23 Junho 2020
"A linguagem não é técnica filológico-exegética, mas reflexiva e geral. Ravasi observa como as palavras de Maria sejam "marginais" nos textos do Evangelho: 16 versículos com 154 palavras gregas (das quais 102 expressas no Magnificat) das 19.404 do Evangelho de Lucas e das 15.416 de João. Ravasi repercorre "cronologicamente" sua expressão, seguindo Maria em seu caminho de fé", escreve Roberto Mela, em artigo publicado por Settimana News, 21-06-2020. A tradução é de Luisa Rabolini.
“Ó Senhor, eu serei a sua música”, diz um belo verso do poeta elisabetano John Donne (1571-1631) citado pelo card. Ravasi em seu enésimo volume de reflexões bíblicas, pontuado como sempre por numerosas citações literárias, pictóricas e musicais em especial. Sete as palavras de Maria comentadas, uma das quais feita de silêncio, expressa com "ficou de pé" sob a cruz de seu Filho. O autor as enquadra brevemente em seu contexto.
A linguagem não é técnica filológico-exegética, mas reflexiva e geral. Ravasi observa como as palavras de Maria sejam "marginais" nos textos do Evangelho: 16 versículos com 154 palavras gregas (das quais 102 expressas no Magnificat) das 19.404 do Evangelho de Lucas e das 15.416 de João.
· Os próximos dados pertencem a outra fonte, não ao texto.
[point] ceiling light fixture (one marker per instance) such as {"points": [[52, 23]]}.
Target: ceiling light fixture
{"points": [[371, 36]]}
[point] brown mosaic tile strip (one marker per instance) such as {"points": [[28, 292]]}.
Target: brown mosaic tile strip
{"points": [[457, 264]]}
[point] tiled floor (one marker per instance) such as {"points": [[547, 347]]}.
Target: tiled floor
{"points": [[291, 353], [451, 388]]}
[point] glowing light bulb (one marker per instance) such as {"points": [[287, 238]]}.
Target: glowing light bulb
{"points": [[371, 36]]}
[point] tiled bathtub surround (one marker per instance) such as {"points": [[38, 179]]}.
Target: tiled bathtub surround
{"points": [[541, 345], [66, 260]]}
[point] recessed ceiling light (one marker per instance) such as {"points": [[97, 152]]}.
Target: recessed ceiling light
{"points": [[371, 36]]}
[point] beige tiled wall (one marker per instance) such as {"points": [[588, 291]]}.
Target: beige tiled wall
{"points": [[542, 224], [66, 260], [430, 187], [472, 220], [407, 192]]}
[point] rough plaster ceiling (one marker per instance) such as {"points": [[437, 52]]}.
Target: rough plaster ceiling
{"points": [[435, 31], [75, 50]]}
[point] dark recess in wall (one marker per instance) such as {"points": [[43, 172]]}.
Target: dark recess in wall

Ravasi repercorre "cronologicamente" sua expressão, seguindo Maria em seu caminho de fé.
A primeira palavra (Lc 1,34) é a pergunta para esclarecer a modalidade de realização do plano de Deus dentro do projeto matrimonial de Maria. Pronta em Lc 1,38, a expressão da disponibilidade total da "serva/doulē do Senhor", como "servos de YHWH", haviam sido vários personagens do AT (principalmente do sexo masculino), com grandes tarefas na história da salvação. Lembro, no entanto, que somente aqui está a expressão "a serva" de YHWH com o artigo, caso único na Bíblia.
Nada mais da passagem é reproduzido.